The Colorado cannabis industry has just passed another significant milestone. On October 1, 2014, the rule that required marijuana cultivators to be tied to a specific dispensary has expired; and now wholesale producers are free to sell to any properly licensed entity.
In addition to the expiring rule, the Marijuana Enforcement Division has also updated and streamlined rules and regulations for the industry, as well as lowered some of the licensing fees. What are these changes and what do they mean for you? Let’s take a look at some of them.
The controversial rule that would have capped greenhouse cannabis production by half of what warehouse operations are allowed to grow failed to gain approval. Regulators initially wanted to cap greenhouse productions since greenhouse grow operations typically yield larger plants than indoor growing. By limiting greenhouse production you keep warehouse and greenhouse production on an even keel.
Unfortunately for regulators, many of growers in the industry were angered by the proposed changes. The reason for the anger was that many saw the changes as giving an unfair advantage to deep-pocketed industry members over newcomers, as many can neither afford to lease the expensive warehouse property or pay the energy bills even if they had the space. Due to the mounting pressure, the rule was rejected.

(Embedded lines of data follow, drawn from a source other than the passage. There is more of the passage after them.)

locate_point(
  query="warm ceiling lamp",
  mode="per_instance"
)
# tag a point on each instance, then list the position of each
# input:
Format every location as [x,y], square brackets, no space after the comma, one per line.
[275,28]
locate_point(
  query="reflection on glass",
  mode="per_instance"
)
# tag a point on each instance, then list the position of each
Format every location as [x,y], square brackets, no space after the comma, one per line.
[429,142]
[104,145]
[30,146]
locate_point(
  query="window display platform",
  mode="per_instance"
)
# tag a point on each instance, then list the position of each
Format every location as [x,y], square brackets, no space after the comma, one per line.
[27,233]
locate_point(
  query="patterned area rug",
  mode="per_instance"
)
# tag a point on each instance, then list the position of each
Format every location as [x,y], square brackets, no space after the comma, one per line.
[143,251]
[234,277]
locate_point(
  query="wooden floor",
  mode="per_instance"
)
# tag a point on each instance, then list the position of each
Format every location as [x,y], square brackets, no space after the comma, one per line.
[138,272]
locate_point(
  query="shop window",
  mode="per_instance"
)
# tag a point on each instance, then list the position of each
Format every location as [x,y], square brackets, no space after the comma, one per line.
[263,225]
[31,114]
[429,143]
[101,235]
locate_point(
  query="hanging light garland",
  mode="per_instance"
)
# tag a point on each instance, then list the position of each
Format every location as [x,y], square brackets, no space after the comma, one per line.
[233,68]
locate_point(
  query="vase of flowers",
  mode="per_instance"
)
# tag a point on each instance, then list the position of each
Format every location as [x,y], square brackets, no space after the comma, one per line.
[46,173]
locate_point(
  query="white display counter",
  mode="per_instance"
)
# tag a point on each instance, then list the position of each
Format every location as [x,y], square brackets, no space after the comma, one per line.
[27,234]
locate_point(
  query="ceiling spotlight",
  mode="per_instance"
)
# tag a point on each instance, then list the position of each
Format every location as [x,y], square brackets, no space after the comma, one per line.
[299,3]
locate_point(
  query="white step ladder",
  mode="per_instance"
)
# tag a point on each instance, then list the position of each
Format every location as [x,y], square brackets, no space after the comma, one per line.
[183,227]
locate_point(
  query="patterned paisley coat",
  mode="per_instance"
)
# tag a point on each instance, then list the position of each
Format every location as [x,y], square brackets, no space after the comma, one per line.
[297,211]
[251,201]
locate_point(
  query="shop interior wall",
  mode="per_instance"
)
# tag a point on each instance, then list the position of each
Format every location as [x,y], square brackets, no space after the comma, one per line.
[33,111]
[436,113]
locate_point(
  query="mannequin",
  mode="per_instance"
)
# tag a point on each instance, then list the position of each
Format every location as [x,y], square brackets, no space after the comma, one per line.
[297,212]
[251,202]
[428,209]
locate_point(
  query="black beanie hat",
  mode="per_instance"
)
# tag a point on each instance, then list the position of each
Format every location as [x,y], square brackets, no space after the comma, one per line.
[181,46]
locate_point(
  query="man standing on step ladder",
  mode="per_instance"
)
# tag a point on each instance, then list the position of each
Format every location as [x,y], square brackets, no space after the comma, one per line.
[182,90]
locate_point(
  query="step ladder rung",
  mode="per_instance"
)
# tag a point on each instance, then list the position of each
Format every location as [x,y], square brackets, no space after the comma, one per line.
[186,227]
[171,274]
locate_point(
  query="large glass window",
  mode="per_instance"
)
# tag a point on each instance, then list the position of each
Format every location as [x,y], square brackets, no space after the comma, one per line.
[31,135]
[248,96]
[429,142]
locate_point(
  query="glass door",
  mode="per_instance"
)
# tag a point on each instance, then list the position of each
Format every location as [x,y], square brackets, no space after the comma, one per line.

The MED did, however, approve new production limits for medical marijuana dispensaries that have transitioned to recreational marijuana. Under the new rules, production limits are imposed based upon their dispensary “type.” There are three dispensary types:
- Type 1 – 300 or fewer patients
- Type 2 – 301-500 patients
- Type 3 – 501 or more patients
Transitioning type 1 dispensaries can grow up to 3,600 plants, type 2 dispensaries can grow up to 6,000, and type 3 dispensaries can grow up to 10,200 plants. Brand new dispensaries have to start out at 3,600 plants. If new or smaller dispensaries want to increase their production cap, they must be able to prove that they sell at least 85 percent of their inventory. Dispensaries that have reached their 10,200 limit will not be given a waiver to increase production.
For those selling marijuana concentrates or products with marijuana concentrates in it, you now must be completely aware of every step of the production process, even if you’re not directly involved in a particular step. If you are using chemicals to extract your cannabis oil, it must be in a laboratory. However, if your extraction is water based, you just have to follow proper hygiene standards.
There are far more changes to the marijuana regulations than just the few discussed today. If you have a spare moment, peruse the new rules. You can find them at the Colorado Department of Revenue.
Overall, the changes adopted by the MED are welcomed ones. Colorado continues to pave the way in sensible cannabis regulation and has truly become the model for marijuana legalization. The newly adopted rules will take effect October 30, 2014.